Opening Reception and downtown ArtWalk: Friday, August 10 from 5-8 pm

This exhibition is sponsored by Lakeshore Realty & Appraisals. We thank them for their generous support of the arts in our region.

Press Release:
Artist Charles Timothy Prutzer sketched a tiger from the shifting back of an Indian Elephant.  He crawled 50 yards, notepad in hand, to capture Green-winged Teal near a fast-moving stream. Under an old blanket on an African plain, he rendered a Secretary Bird in an Acacia Tree with telescope and watercolor.

Working in watercolor, oil and acrylic Prutzer’s work shows remarkable range. For example, in precise detail, he captures a kestrel in air, its almost-still body bathed in sunlight and its wings hovering.  Working more spontaneously, Prutzer’s watercolor of an African antelope is a simple study in line and contrast. In addition, his impressionistic landscapes, like “Broken Sky, Broken Ground,” emphasize movement and the play of pigment and light.

Prutzer often sketches and paints plein air, from living subjects, not from photographs. He says, “Distant snapshots” don’t contain the spirit or honesty captured in plein air.  His difficult, sometimes dangerous field work allows him to establish an intimacy with his subjects: Pronghorn Antelope, Hooded Merganser, and Golden Eagle.

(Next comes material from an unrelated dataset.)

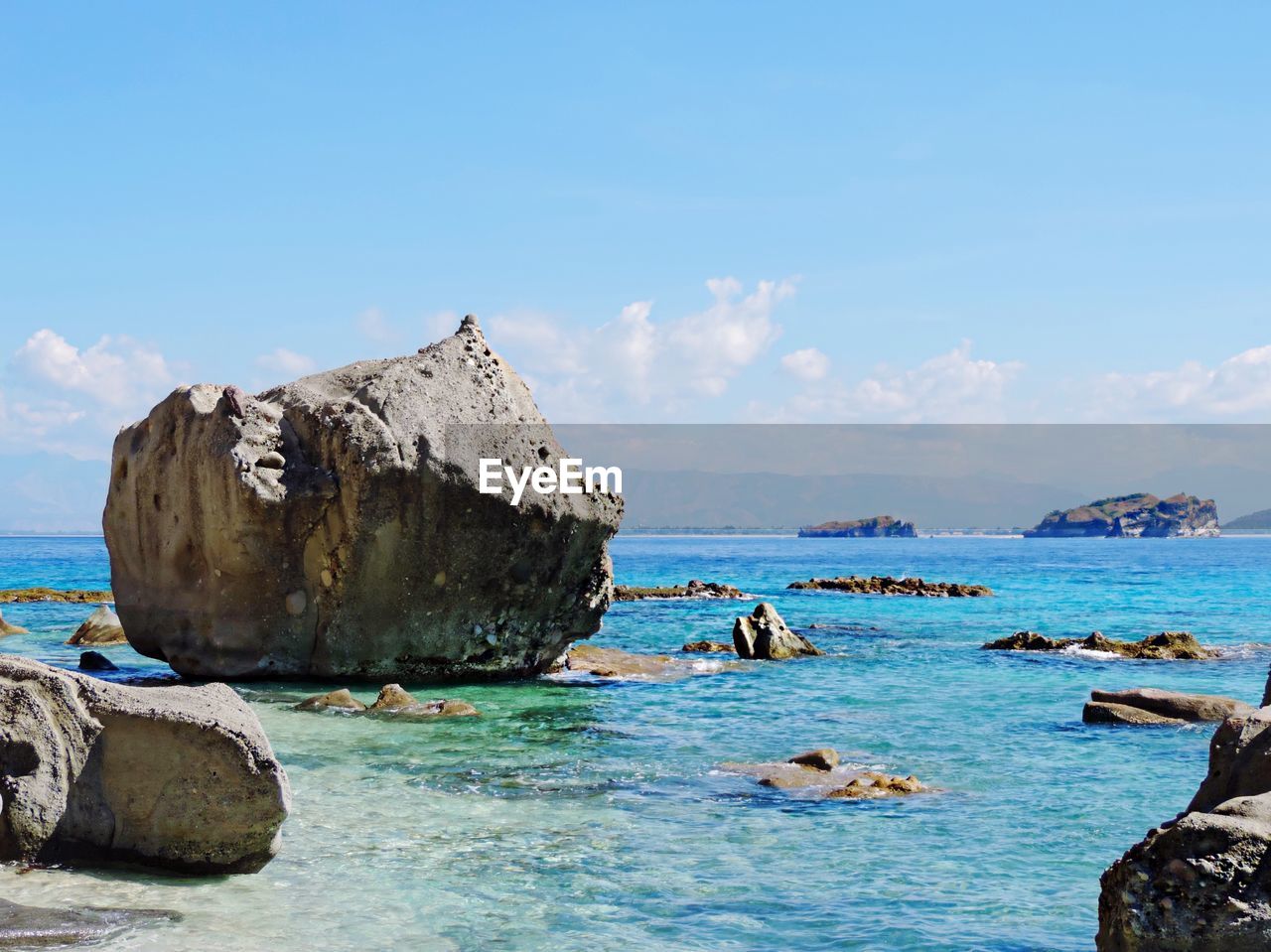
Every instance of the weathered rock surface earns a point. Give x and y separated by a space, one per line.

Describing the challenges of his Bengal Tiger sketch, Prutzer explains, “Even when the elephant stands still, he is constantly adjusting his weight.” In addition, the artist was always keenly aware of the tiger’s “absolute supremacy in its environment.”   On one outing, a tiger charged Prutzer’s young elephant, bursting explosively out of bamboo and forcing his mount to retreat. 

At the age of 17, Prutzer began work as a natural history artist at the Denver Museum of Natural History, and he has completed over 30 large-scale wildlife murals for natural history museums, zoos, and nature reserves in U.S. and abroad, including a three-dimensional, 60 by 30 feet Cheetah and Grey Rhebuck diorama in South Africa. 

Prutzer’s work was selected 18 of 25 entries for the prestigious Leigh Yawkey Woodson Art Museum’s International “Birds in Art” Exhibitions. 

One of only a handful of Americans, Prutzer was invited to participate in field expeditions with the Artists for Nature Foundation, an international organization promoting nature conservation though art. He studied and painted European Crane in Extremadura, Spain and Bengal Tiger at the Bandhavgarh Nature Reserve, India.

A Colorado native, Prutzer developed and taught drawing-from-life college courses at Colorado zoos. Prutzer himself studied with renowned bird artist Donald Malick, museum artist William Traher and with sculptor and painter George Carlson, also represented by The Art Spirit Gallery.